Pope Francis apologized Sunday to the Roma ethnic minority for their history of discrimination in Europe and paid homage to Romanian Catholics persecuted during communist rule as he wrapped up his third and final day with a message of forgiveness.
Francis reached out to the minorities of Transylvania during a deeply symbolic visit to Romania about 20 years after St. John Paul II made the first-ever papal trip to the majority Orthodox country.
In his final stop Sunday before heading back to the Vatican, Francis visited a community of Roma, also known as Gypsies, in a newly built Catholic church that was so small organizers asked the clergy to leave to make more room for Gypsy families to get in.
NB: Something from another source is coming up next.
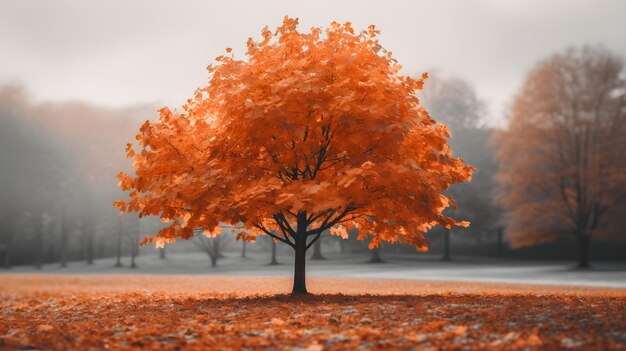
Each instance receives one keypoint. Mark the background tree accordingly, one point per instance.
(563, 166)
(454, 102)
(212, 246)
(312, 132)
There, Francis apologized for the “many experiences of discrimination, segregation and mistreatment experienced by your communities,” a reference to the second-class status of the Roma minority in Romania and throughout Europe, where Roma are more likely to be poor, uneducated and at risk of harassment, according to European Union studies.
Francis recently met with members of Roma communities in the diaspora at the Vatican and knows well the hardships they face.
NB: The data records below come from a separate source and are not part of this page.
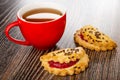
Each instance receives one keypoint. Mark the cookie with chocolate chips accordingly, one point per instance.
(91, 38)
(65, 62)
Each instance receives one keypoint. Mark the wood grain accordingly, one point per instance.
(19, 62)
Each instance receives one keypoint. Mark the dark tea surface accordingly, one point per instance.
(42, 15)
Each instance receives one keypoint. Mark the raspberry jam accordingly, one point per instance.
(61, 65)
(81, 36)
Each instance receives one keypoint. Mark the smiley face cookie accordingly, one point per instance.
(91, 38)
(65, 62)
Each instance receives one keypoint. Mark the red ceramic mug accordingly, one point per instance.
(42, 35)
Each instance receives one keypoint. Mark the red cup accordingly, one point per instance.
(42, 35)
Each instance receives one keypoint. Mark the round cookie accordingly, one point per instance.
(65, 61)
(91, 38)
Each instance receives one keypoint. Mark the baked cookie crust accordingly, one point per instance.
(91, 38)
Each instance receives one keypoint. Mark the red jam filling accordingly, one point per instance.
(81, 36)
(62, 65)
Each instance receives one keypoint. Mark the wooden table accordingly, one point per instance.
(19, 62)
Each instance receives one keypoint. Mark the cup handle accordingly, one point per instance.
(13, 24)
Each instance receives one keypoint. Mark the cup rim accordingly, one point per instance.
(62, 9)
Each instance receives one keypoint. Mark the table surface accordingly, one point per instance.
(18, 62)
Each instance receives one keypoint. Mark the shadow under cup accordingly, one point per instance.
(42, 35)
“History tells us that Christians too, including Catholics, are not strangers to such evil,” Francis said, in an apparent reference to World War II-era deportation of Roma along with Romanian Jews that is commemorated by a Holocaust memorial in Bucharest.
“I would like to ask your forgiveness for this,” Francis said. “I ask forgiveness – in the name of the Church and of the Lord – and I ask forgiveness of you. For all those times in history when we have discriminated, mistreated or looked askance at you … and were unable to acknowledge you, to value you and to defend you in your uniqueness.”
Francis has made it a point to use his trips and meetings with foreign leaders to ask forgiveness for past injustices, just as John Paul did. He apologized to indigenous peoples for the colonial-era conquest of the Americas while in Bolivia and during a Vatican meeting with the president of Rwanda, apologized for the failures of Catholics in the Rwandan genocide.
Roma are often among the poorest and least educated citizens in Central Europe. Neighboring Hungary, for example, has been warned by the EU about the discrimination of Roma children in education. The EU Agency for Fundamental Rights reported last year that 80 percent of the Roma population in Europe is at risk for poverty, and that hate-motivated crime and harassment were preventing their inclusion in society.
Francis began the day by beatifying seven Greek-Catholic bishop martyrs in Blaj, a stronghold of the Greek-Catholic Church that was outlawed during communism. The seven bishops had been arrested and imprisoned between 1950 and 1970 for adhering to their faith.
Francis held them up as models for the Romanian faithful today, saying they “gave their lives to oppose an illiberal ideological system.”
“These lands know well how greatly people suffer when an ideology or a regime takes over, setting itself up as a rule for the very life and faith of people, diminishing and even eliminating their ability to make decisions, their freedom and their room for creativity,” he said.
He warned that new ideologies were threatening Romanian families today _ an apparent reference to gender issues, gay marriage and other secular trends that Francis has previously blasted as Western “ideological colonization” over others.
The hymn-filled Mass followed the Byzantine rite of the Greek-Catholic church, which is loyal to Rome. The liturgy itself was celebrated by a Greek-Catholic bishop, but it marked the first time that Francis had presided over an eastern rite liturgy as pope, the Vatican said.
It was celebrated on the symbolic “Field of Liberty,” a huge expanse east of Blaj that was the site of an important nationalist rally in 1848. A century later, communist leaders marking the anniversary at the field demanded that Greek-Catholics join the Orthodox church.
Many refused, and thousands of priests were incarcerated in communist prisons, including the seven being beatified Sunday. The Catholic Church’s property was seized. The refusal of the Orthodox church to return those Catholic assets remains a source of tension between the two today.
“This is a holy day for all Catholics,” said 50-year old Emanuela Canta, who arrived in the Blaj field early Sunday to get a spot. “I wish we could share the same kind of faith they (the martyrs) had. I wish God could strengthen us and our belief.”
Because the seven bishops were declared martyrs, who died out of hatred for the Catholic faith, the Vatican didn’t need to confirm a miracle attributed to their intercession for them to be beatified; a miracle is needed for them to be made saints.